Chapter 6: Reading and Writing Data from an Excel Spreadsheet

6.1  Introduction

6.2  Using the Import Wizard to Convert a Spreadsheet to a SAS Data Set

6.3  Creating an Excel Spreadsheet from a SAS Data Set

6.4  Using an Engine to Read an Excel Spreadsheet

6.5  Using the SAS Output Delivery System to Convert a SAS Data Set to an Excel Spreadsheet

6.6  A Quick Look at the Import Utility in SAS Studio

6.7  Problems

 

6.1  Introduction

It is quite common to be given a Microsoft Office Excel spreadsheet as your data source. Luckily, SAS has several methods to easily convert a spreadsheet into a SAS data set. One way is to convert the spreadsheet into a comma-separated values (CSV) file and to read the file using INFILE statements (using the DSD option—see Chapter 3 for more information) and INPUT statements.
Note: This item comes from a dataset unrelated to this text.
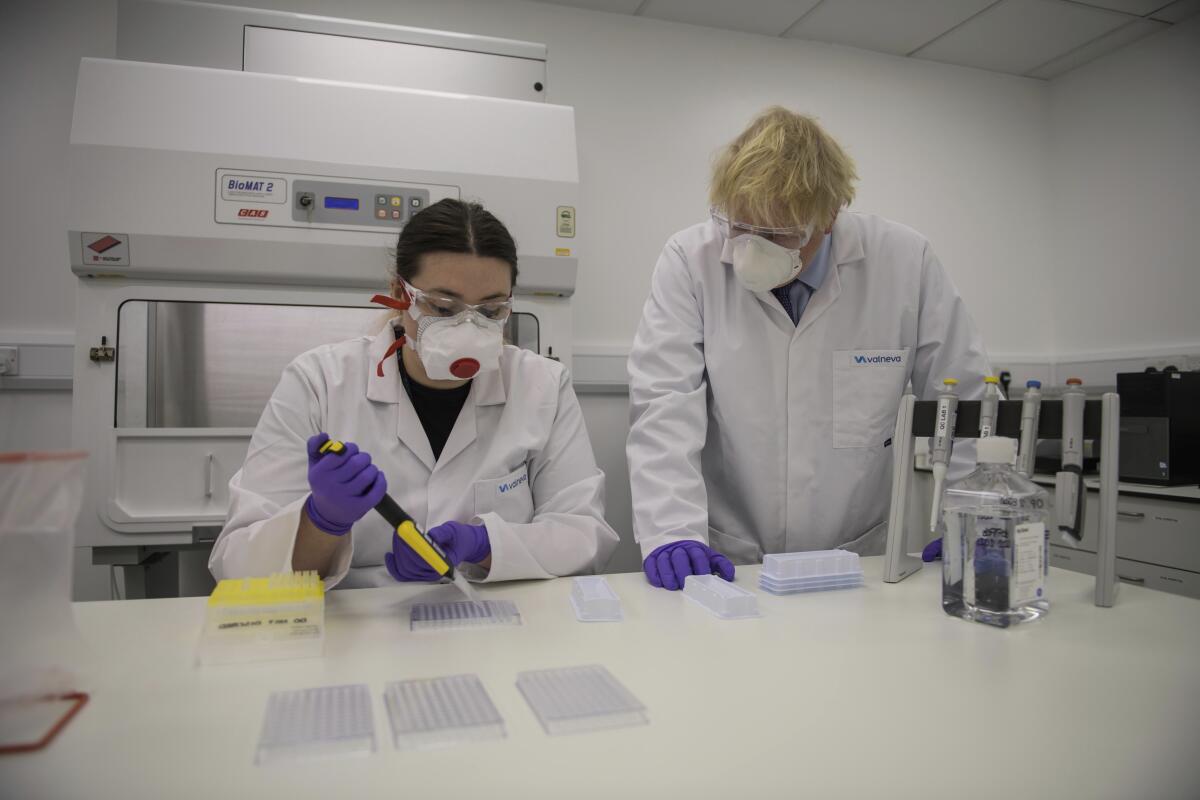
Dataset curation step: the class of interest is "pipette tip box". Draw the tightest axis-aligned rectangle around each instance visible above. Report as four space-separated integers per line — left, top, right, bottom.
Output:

However, if you have licensed SAS/ACCESS Interface to PC Files, or you are using SAS Enterprise Guide or SAS Studio (perhaps with the University Edition), you can have SAS do the conversion automatically.

6.2  Using the Import Wizard to Convert a Spreadsheet to a SAS Data Set

The workbook used in the next example was created using Microsoft Excel. The Wage column (E) was computed by multiplying the Hours Worked column (C) by the Rate Per Hour column (D). Notice that the column headings are not valid SAS variable names. In addition, this workbook has two worksheets: one named Temporary (for temporary workers) and the other named Permanent (for permanent employees).

Figure 6.1: Excel Workbook Wages

Figure 6.1: Excel Workbook Wages

The first step is to select Import Data from the SAS File menu, as shown here:

Figure 6.2: Select Import Data

Figure 6.2: Select Import Data

This brings up a screen where you can select from a variety of formats (Excel, Access, dBase, Lotus, and several others). Select Microsoft Excel from the pull-down menu.

Figure 6.3: Select Excel

Figure 6.3: Select Excel

Click Next to bring up the next screen. Here you can either type in the name for the Excel file you want to read, or select Browse to obtain a list of the Excel spreadsheets on your system.

Figure 6.4: Select Next and Browse for Your File

Figure 6.4: Select Next and Browse for Your File

If you have multiple worksheets, you can select the one you want to import. The default worksheet name is Sheet1$ (SAS places a dollar sign after the worksheet name). Any named ranges that have been created in the worksheet are also listed. Worksheet names end in a $; the names of named ranges don’t.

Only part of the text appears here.